Actually, I would say that a society ruled by "empathy" would quickly collapse, as the people in charge would be unable to make decisions based on an objective cost/benefit analysis, but instead would be paralyzed by emotional concerns. It's a common cliche that "you can't put a price on human life", but every modern society does, constantly, and if a society's leaders can't do this, the society will fail.
To use a highly oversimplified example: Let's assume that we can prevent 50% of automobile related deaths by imposing a regulation that increases the cost of a car by $1.00. Most people would say that would be worthwhile. To prevent 50% of the remaining deaths, we can increase the cost of a car by $100.00. To prevent 50% of the remaining deaths (this report was commissioned by Zeno, by the way), the cost increases by $1000.00. And so on. There is a point where someone must say, "Yeah, the harm done by increasing costs that much outweighs the value of the lives saved." An "empathic" person would be unable to draw that line, as he'd be unable to say "Some known percentage of people will die in accidents, people who COULD have been saved if we'd spent more money." This carries across many different fields and areas of human activity, from drug trials to engineering. There's a point where some level of risk must be deemed "acceptable". The more empathic someone is, the more difficult it will be for them to consciously allow a certain number of probable deaths or injuries.
Emotions are easy to manipulate. I show you (generic you, not you personally) a bunch of pictures, along with heart-wrenching stories, of Palestinean children killed by Israeli bombs. "How can we support such murderers?", you ask. Then I show you heart-wrenching stories of Israeli children killed by Palestinean bombs. "We have to protect these people!", you cry. If your decision is based on how much you CARE, you can't make a decision.

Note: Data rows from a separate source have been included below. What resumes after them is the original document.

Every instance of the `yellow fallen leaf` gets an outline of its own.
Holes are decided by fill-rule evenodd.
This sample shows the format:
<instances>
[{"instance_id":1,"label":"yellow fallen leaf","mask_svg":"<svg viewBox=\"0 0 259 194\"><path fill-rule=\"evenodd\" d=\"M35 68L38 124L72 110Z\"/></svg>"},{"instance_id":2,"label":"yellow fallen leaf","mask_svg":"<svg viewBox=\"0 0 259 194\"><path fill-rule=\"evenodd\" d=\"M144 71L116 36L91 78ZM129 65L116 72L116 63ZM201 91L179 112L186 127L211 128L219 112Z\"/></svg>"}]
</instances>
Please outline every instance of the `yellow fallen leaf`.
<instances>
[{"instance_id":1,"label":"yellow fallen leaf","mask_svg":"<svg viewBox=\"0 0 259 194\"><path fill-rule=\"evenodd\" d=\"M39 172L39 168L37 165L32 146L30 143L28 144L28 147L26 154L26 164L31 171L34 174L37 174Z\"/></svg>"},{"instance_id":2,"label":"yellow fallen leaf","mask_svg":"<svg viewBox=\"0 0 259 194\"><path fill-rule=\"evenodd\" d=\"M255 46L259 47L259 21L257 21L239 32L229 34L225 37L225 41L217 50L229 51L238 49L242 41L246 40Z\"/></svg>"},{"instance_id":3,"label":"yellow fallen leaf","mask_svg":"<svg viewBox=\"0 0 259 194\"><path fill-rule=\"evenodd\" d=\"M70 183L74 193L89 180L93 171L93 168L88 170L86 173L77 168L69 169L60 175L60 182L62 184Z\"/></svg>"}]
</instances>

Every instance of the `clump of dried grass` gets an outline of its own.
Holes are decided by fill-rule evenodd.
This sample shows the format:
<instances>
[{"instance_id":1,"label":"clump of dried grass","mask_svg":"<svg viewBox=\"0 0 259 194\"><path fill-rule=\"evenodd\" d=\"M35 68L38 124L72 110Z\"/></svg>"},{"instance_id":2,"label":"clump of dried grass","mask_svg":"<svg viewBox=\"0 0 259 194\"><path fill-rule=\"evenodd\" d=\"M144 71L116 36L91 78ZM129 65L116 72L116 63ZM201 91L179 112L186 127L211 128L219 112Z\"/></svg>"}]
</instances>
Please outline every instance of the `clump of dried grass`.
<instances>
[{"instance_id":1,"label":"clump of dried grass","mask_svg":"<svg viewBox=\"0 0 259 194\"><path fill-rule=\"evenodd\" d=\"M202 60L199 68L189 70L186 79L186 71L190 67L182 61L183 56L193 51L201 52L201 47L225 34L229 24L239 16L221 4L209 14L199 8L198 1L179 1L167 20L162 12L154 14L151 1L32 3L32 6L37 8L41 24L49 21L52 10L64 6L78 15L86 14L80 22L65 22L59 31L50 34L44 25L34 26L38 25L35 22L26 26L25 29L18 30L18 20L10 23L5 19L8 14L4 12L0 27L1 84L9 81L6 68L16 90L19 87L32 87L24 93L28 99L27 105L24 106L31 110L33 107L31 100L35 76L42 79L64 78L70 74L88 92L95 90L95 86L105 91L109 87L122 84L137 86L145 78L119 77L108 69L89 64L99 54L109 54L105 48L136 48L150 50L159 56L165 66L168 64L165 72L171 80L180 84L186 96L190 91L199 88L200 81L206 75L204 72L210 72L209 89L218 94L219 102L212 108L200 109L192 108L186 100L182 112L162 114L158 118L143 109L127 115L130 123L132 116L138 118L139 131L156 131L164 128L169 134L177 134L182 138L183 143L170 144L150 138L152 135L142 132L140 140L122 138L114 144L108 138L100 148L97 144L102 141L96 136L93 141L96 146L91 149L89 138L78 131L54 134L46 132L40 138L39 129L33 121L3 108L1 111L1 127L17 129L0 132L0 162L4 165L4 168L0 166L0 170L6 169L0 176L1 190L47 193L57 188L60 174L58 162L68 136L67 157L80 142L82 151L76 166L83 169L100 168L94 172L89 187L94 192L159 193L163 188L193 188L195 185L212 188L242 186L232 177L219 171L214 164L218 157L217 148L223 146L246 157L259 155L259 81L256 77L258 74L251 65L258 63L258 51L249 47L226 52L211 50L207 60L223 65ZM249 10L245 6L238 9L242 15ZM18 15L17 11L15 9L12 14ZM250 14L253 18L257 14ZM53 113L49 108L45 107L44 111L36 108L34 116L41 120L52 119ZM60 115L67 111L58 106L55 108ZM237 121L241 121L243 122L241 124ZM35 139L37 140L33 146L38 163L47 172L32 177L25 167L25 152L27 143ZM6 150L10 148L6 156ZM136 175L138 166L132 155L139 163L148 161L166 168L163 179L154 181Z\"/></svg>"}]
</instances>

You have to step back and evaluate which side, if either, is more useful to support for reasons totally irrelevant to how many children are getting killed. You have to reduce people to numbers and statistics -- or you can't decide, and meanwhile, even more people die while you waffle.
More abstractly, there will always be more problems than there are resources to solve them. Someone has to decide whose suffering to alleviate, and whose to ignore. People who are too empathic can't; at best, they'll make decisions based on whichever crisis is most heart-touching to them (usually determined by which one has the best propaganda), not on other considerations.
Most of our society, at all levels, can only function if we set aside our feelings and focus on facts. An umpire shouldn't make calls based on which team he wants to win, even if his motivation is sympathy for the feelings of the team that keeps losing all the time. A boss shouldn't fire or hire people based on who he likes more, but on job performance. We disdain those who show favoritism to friends and relatives, but it is psychologically normal to be more sympathetic to those closest to you. It is psychologically *abnormal* to make decisions without regard to your emotional connections to people -- but people in power are expected, even required by law, to do precisely that, to decide things without consulting their feelings.
Thus, it is inevitable that those with the least empathy will rise to positions of power, because those with the most can't do the job.
(I've run into a depressing number of people who are convinced this is not the way the world is; that if only we all CARED enough, there'd never be a need for hard decisions, because everyone would just do the right thing, all the time.)